🤖 AI Summary
Existing policy gradient theory for large language models lacks convergence guarantees under undiscounted (γ = 1) total reward settings, as conventional γ < 1 analysis frameworks fail in infinite-horizon MDPs—particularly due to divergence of state visitation measures.
Method: We introduce a novel analytical paradigm grounded in Markov chain recurrence and transient classification invariance, replacing traditional state visitation measures with transient visitation measures, and rigorously prove the invariance of state classification under soft-maximum policies.

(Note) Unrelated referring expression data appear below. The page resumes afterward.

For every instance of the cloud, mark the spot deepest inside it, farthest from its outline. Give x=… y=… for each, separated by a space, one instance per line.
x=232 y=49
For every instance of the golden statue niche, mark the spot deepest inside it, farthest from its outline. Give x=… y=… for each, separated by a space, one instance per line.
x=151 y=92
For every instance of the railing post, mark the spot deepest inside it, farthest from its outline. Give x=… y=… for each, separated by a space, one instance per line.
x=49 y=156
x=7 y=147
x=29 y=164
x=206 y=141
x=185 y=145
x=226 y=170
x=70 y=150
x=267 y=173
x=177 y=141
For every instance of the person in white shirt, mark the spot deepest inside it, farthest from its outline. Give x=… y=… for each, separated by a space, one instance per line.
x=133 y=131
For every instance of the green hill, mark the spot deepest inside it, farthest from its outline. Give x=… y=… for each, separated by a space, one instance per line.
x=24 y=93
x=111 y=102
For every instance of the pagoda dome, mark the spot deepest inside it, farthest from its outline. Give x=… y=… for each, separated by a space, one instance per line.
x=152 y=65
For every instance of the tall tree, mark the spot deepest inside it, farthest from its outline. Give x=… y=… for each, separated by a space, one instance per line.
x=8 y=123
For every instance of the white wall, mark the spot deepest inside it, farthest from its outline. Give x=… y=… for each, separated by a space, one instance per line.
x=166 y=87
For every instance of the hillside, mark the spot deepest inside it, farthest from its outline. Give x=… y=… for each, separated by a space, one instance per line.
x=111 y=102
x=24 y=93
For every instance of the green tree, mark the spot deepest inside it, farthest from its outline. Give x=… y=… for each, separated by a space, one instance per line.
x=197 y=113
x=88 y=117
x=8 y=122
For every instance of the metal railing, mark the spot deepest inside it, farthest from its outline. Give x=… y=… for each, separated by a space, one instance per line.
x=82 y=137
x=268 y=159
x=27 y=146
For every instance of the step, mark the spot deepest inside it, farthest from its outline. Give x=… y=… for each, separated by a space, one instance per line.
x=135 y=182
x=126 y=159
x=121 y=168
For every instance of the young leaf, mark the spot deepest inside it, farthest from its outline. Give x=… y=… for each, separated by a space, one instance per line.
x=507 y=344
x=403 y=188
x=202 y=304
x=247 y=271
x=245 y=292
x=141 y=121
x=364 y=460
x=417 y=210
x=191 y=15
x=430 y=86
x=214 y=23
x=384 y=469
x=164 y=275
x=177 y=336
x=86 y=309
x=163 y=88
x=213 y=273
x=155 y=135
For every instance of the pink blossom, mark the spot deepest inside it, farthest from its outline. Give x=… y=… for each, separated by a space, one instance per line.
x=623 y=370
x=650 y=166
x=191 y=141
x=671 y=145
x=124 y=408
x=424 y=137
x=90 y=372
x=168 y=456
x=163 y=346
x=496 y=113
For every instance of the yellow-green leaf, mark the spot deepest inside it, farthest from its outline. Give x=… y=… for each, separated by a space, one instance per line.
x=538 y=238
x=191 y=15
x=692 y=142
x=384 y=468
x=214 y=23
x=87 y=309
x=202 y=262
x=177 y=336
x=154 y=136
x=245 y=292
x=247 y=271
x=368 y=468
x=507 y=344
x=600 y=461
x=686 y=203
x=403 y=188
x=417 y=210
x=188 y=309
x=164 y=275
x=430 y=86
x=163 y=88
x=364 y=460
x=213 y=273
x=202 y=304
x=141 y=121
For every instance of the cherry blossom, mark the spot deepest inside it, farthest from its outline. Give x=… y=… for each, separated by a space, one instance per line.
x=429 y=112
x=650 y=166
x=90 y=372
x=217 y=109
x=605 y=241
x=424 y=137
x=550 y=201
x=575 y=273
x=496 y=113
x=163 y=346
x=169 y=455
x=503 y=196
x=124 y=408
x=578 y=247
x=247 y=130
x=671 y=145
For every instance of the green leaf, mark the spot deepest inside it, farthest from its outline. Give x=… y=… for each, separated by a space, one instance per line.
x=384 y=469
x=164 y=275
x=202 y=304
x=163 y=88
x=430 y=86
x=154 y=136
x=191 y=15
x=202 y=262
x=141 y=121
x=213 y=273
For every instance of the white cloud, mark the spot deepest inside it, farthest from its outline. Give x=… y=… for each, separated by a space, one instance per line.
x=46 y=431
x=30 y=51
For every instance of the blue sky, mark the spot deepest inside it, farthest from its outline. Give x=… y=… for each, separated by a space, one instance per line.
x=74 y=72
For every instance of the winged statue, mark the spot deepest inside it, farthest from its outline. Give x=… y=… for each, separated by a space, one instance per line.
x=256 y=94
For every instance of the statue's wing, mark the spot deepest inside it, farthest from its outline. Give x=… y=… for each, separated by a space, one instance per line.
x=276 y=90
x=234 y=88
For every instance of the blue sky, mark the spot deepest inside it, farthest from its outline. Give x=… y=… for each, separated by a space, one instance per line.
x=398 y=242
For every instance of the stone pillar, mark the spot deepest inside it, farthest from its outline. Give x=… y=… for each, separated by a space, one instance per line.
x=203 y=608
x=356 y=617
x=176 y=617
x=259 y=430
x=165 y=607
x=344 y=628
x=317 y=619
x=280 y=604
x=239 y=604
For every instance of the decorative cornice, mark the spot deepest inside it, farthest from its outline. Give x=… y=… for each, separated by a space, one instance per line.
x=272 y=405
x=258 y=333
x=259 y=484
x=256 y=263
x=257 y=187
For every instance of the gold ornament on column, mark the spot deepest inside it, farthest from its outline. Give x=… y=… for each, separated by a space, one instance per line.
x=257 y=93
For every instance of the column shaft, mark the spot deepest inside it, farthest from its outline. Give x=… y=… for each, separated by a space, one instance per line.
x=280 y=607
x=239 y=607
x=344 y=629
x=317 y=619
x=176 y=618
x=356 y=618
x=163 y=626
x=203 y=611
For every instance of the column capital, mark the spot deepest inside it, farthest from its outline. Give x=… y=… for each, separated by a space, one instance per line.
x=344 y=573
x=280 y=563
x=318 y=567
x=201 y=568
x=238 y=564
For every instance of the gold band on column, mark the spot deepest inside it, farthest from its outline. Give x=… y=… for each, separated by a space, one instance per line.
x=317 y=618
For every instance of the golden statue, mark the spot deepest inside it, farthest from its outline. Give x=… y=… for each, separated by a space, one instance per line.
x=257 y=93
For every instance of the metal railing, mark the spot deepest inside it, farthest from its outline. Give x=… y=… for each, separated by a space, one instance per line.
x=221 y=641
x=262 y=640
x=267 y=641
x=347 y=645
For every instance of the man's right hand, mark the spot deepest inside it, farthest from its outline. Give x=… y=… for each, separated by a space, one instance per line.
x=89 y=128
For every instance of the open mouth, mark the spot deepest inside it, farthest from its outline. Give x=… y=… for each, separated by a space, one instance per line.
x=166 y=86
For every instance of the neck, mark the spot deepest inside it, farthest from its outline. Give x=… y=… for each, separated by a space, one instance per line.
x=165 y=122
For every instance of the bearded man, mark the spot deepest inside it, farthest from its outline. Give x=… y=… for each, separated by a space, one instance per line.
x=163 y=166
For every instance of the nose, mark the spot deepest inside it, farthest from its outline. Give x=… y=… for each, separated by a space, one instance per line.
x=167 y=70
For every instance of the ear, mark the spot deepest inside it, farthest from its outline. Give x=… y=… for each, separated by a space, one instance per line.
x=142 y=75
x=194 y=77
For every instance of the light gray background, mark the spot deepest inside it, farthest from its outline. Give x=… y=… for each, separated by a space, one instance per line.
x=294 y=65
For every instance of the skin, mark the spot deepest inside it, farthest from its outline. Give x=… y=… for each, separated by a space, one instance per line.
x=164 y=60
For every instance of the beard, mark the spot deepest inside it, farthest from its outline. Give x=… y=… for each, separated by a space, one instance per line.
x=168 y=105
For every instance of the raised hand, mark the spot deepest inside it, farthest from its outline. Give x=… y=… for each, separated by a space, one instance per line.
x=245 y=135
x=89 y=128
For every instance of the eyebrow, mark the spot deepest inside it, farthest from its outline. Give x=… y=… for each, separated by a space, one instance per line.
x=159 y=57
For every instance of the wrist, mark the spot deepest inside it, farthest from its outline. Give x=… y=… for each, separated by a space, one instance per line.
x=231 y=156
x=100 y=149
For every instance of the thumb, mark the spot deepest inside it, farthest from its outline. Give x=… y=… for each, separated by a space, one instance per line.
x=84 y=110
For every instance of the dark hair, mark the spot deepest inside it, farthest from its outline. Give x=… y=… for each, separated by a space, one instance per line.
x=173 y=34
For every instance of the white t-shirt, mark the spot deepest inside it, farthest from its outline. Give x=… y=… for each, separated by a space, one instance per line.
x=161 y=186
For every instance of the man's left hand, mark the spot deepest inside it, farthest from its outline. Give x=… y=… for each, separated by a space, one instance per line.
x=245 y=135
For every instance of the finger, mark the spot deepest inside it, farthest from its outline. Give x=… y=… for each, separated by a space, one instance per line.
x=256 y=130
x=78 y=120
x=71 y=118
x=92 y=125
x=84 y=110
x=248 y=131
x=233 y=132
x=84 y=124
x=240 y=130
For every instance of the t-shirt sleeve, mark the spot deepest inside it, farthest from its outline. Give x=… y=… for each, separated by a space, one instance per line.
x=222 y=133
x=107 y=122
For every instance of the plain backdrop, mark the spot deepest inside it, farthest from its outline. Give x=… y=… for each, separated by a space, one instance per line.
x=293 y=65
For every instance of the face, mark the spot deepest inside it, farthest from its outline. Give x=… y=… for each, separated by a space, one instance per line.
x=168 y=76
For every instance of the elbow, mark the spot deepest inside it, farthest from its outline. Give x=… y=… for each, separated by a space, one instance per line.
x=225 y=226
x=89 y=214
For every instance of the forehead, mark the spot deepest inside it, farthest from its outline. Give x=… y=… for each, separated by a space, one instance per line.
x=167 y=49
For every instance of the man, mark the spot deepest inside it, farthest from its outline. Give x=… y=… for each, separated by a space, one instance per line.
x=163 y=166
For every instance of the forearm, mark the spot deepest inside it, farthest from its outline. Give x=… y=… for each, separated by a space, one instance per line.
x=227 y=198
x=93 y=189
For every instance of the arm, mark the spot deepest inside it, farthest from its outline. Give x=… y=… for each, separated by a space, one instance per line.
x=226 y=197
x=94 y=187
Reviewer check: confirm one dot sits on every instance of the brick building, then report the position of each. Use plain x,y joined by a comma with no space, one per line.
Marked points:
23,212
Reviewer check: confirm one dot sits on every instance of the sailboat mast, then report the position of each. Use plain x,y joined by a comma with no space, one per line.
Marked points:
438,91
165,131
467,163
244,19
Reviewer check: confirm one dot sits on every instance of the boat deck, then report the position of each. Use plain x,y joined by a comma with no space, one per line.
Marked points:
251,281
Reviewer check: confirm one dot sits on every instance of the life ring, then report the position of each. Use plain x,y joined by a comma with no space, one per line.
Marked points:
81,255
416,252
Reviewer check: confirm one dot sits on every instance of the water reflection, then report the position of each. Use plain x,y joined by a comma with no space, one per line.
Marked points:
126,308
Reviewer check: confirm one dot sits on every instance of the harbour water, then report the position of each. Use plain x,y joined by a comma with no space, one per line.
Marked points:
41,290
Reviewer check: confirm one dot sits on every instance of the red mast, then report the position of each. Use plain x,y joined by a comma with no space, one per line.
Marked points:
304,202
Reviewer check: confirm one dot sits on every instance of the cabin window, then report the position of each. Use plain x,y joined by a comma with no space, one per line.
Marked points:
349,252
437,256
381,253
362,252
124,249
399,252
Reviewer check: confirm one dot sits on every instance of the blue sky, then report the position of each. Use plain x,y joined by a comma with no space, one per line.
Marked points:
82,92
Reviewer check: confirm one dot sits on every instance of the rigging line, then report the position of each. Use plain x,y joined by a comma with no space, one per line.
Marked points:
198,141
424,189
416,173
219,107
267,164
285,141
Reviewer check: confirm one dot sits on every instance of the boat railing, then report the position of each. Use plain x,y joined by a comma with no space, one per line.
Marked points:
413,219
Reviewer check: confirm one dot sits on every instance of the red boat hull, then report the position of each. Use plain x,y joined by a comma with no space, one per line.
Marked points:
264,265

Contribution/Results: This work establishes, for the first time, convergence guarantees for policy gradient algorithms under γ = 1, thereby filling a fundamental theoretical gap in undiscounted policy optimization. Our framework provides a rigorous foundation for reinforcement learning–based training of large language models, ensuring stability and theoretical soundness in infinite-horizon sequential decision-making.
📝 Abstract
The classical policy gradient method is the theoretical and conceptual foundation of modern policy-based reinforcement learning (RL) algorithms. Most rigorous analyses of such methods, particularly those establishing convergence guarantees, assume a discount factor $γ< 1$. In contrast, however, a recent line of work on policy-based RL for large language models uses the undiscounted total-reward setting with $γ= 1$, rendering much of the existing theory inapplicable. In this paper, we provide analyses of the policy gradient method for undiscounted expected total-reward infinite-horizon MDPs based on two key insights: (i) the classification of the MDP states into recurrent and transient states is invariant over the set of policies that assign strictly positive probability to every action (as is typical in deep RL models employing a softmax output layer) and (ii) the classical state visitation measure (which may be ill-defined when $γ= 1$) can be replaced with a new object that we call the transient visitation measure.